The NSO is currently run from offices in Tucson and Sunspot, N.M., close by aging telescopes on Kitt Peak and Sacramento Peak that are soon to be eclipsed by a giant $298 million solar telescope to be built on Haleakala Peak on the Hawaiian island of Maui.

The principal investigator for the UA's proposal is Joe Giacalone, one of only two solar physicists at the UA. Some of the other contenders, such as the University of Colorado and Montana State University, have full-fledged departments in solar physics or solar astronomy.

The UA is attempting to cast its lack of a solar physics program as a selling point, calling its proposal an opportunity to create a new center for solar physics that the National Solar Observatory could help define.

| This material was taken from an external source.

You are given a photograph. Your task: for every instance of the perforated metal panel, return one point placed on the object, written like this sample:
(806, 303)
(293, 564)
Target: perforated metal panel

The university may not have a lot of solar physicists but it has related expertise in astronomy and optical sciences, said Giacalone. "We are a perfect fit, simply because we are a national powerhouse in many areas germane to the mission of the National Solar Observatory," he said.

"The grand plan is to consolidate the physical sciences on the eastern end of campus, along with the National Optical Astronomy Observatory and the new center of excellence for solar physics," Giacalone said.

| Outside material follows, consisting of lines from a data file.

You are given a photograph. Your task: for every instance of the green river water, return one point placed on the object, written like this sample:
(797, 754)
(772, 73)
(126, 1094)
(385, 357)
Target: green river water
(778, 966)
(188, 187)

Drake said the UA is offering to hire four new faculty members in solar physics and two post-doctoral researchers, in addition to creating four graduate fellowships and a visiting scholar program. It would split the cost of new faculty with the Association of Universities for Research in Astronomy (AURA), which manages NSO on behalf of the National Science Foundation.

Drake said the UA is "uniquely positioned to develop a major center for the study of the sun that capitalizes on Steward Observatory, the Lunar and Planetary Laboratory and the College of Optical Sciences. The UA is No. 1 in the nation in physical sciences research expenditures," he said.

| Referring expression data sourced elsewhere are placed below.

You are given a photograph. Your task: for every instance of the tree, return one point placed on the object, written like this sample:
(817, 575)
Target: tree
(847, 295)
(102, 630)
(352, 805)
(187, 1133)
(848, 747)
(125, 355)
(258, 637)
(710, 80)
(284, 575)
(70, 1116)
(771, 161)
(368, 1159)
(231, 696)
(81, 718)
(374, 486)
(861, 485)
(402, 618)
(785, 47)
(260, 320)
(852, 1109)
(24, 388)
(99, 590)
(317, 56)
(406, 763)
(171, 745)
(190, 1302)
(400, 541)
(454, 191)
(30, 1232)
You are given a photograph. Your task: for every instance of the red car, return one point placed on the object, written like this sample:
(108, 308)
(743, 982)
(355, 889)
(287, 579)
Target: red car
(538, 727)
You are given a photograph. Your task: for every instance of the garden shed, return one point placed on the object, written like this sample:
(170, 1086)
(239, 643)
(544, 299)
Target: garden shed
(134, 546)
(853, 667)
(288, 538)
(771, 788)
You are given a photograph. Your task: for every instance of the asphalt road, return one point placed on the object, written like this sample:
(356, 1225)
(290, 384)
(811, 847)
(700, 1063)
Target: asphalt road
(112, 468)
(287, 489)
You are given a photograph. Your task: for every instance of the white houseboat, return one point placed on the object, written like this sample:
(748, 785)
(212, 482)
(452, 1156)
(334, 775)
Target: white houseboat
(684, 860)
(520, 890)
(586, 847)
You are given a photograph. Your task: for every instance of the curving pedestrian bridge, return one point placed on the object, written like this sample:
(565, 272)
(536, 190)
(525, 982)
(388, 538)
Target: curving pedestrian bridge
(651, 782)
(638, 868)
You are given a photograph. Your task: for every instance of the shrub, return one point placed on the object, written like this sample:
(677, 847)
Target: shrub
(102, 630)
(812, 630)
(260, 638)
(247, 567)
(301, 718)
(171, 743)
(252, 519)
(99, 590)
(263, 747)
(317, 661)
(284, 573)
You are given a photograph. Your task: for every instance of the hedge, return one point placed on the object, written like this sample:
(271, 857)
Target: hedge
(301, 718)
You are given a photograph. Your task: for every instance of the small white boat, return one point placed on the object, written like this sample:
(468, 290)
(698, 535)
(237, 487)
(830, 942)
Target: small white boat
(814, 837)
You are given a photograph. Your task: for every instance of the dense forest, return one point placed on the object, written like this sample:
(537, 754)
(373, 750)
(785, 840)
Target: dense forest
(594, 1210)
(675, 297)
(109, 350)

"The amount of money you bring in is not necessarily a measure of scholarship, but it's not a bad measure of research productivity," Drake said.

The UA proposal also pitches itself as an affordable site, both because of a lower cost of living and because it can take advantage of the offices and machine-shop space now occupied by the astronomy programs of the NSO and the National Optical Astronomy Observatory on North Cherry Avenue.

Transition costs would be less and the NSO could avoid losing valuable employees who don't want to relocate, Drake said.

He said the UA's proposal does not offer to take over the solar facilities atop Kitt Peak, where the iconic McMath-Pierce Telescope was built in 1962 and was the world's largest solar telescope for decades.

That telescope, along with facilities on Sacramento Peak in New Mexico, will no longer be funded by the National Science Foundation after the Advanced Technology Solar Telescope goes into operation on Maui as early as 2016.

The request for proposals says that "NSF plans to decommission the two existing NSO sites and consolidate the observatory directorate in a single location."

About 40 of the National Solar Observatory staff will be transferred to Maui and the remaining 60 will be assigned to the new headquarters. The transition to a new headquarters could begin as early as 2014.

In addition to Colorado and Montana State, letters of intent were received earlier this year from USC, Stanford, New Mexico State University and a consortium headed by the University of Alabama at Huntsville. The names of two universities, the UA and an unknown applicant, were not listed on the website of the Association of Universities for Research in Astronomy.

The deadline for proposals is listed as Dec. 30 on the association's website, but AURA President William Smith said in an e-mail that Dec. 31 is the actual deadline. Smith said he will identify the applicants only if they agree to it.

Selection of the headquarters site will be made by the AURA board sometime in 2011, using the recommendations of an independent review panel as a guide.